Elana Kundell creates stunning abstract landscapes that are rooted in the concrete. “My work stems from a fascination with color – its luminosity, instability and relationships, and especially its emotional immediacy. In recent work, I’ve been thinking about the nature of experience, memory, and creativity. These paintings are a sort of meditation in which layers of experience form a visceral and sensual new reality.” Working in oil paint and charcoal, Kundell says her work “alludes to the threading of experience, emotion, relationships and memory, and to the process of making the imaginary real.”

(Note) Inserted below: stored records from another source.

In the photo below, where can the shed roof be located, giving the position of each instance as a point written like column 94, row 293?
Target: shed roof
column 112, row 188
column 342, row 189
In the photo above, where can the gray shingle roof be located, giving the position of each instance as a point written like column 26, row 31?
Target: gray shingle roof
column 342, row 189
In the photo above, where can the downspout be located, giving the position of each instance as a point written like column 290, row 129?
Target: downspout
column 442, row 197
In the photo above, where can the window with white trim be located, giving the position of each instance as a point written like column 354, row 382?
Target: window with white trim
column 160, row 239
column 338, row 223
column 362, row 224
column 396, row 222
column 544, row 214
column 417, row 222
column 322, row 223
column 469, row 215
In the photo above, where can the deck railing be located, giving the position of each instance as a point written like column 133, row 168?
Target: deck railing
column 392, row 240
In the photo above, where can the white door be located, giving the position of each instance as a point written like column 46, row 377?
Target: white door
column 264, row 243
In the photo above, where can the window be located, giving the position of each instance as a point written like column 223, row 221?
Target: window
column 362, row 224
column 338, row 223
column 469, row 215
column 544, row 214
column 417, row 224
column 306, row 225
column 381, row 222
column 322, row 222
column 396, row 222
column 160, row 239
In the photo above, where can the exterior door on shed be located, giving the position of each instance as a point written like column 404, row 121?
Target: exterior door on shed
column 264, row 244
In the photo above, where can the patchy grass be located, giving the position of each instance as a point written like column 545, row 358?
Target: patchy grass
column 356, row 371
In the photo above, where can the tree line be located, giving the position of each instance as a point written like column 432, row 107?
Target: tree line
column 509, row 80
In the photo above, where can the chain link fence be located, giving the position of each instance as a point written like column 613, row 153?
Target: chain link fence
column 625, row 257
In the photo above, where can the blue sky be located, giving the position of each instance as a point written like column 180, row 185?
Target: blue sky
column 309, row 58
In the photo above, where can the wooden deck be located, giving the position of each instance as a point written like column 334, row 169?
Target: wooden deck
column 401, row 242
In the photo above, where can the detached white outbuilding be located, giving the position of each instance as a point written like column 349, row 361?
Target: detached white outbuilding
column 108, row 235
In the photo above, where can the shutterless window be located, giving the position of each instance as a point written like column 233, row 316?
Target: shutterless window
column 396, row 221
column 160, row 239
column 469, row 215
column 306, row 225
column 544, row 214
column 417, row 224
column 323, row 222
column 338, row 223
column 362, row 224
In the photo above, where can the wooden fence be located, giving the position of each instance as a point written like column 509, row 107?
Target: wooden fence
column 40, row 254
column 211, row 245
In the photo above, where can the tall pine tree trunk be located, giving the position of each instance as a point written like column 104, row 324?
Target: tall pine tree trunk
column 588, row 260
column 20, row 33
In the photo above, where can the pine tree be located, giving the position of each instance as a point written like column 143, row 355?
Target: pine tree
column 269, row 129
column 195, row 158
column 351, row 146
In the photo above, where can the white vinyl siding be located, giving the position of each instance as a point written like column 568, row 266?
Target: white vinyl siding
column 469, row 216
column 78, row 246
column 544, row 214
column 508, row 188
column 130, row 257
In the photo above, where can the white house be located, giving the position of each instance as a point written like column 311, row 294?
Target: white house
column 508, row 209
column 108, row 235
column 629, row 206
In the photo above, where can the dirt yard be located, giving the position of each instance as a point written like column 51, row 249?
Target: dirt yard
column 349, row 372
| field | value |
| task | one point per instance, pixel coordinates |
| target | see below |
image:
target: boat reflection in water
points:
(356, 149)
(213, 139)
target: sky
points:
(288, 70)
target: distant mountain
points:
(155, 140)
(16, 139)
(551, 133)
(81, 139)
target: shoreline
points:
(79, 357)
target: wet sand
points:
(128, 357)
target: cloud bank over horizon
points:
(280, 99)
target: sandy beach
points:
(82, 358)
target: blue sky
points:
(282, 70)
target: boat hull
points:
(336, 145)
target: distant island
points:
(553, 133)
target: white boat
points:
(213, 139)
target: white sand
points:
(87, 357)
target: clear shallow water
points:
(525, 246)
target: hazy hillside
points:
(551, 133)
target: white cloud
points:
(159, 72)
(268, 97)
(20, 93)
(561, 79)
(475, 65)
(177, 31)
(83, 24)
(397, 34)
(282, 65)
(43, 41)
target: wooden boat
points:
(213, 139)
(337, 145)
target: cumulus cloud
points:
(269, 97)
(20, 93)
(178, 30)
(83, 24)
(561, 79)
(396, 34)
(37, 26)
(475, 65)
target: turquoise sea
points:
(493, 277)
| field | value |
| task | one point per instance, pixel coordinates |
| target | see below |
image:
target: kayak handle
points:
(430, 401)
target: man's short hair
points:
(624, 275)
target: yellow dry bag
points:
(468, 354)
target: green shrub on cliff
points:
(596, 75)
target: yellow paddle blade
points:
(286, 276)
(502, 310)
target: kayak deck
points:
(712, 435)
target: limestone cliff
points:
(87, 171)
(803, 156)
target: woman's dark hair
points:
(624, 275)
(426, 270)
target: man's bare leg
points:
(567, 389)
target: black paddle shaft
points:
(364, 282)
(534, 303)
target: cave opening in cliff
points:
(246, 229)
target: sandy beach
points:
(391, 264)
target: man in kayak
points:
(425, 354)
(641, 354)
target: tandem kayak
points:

Nurit Avesar creates patterned figurative paintings and portraits, layering mixed media. She describes her work as being “about migration and the effect of cultural legacies. I start each piece by painting on paper. Next I paste the painting onto a canvas, sand it, tear apart some of it and than collage over the stressed surface fragments of old paintings. I also apply rust, thread, cheese- cloth, paint, and graphite. I use destruction as a means of creativity. The final image is very different than the original painting.” She essentially recycles her painting into new images.
“I express the ideas of the interaction of history with the present, as well as my experience as an immigrant, piecing together a multilayer new identity.”
Artist Janet Neuwalder uses clay and mixed media in her pieces. “I see my contribution to the exhibition as showing how the specific media of clay combined with mixed media materials, parallels nature’s and our own growth and transformation.” She says that her art “allows me to take in every part, every moment of the world we live in on all different levels, engaging all senses. For me all of the sights, sounds, smells become potential seeds, or stars, beacons that at any time may co-mingle.”
Curator Yoram Gil, describes “thread/bare” as “maybe the best collection of mature raw and new talent to emerge into the LA art scene in recent years. The diversity and uniqueness of each artist is profound and stunning. You can really sense the friendship, care, and affection of all the participating artists. There is something very special about this show.”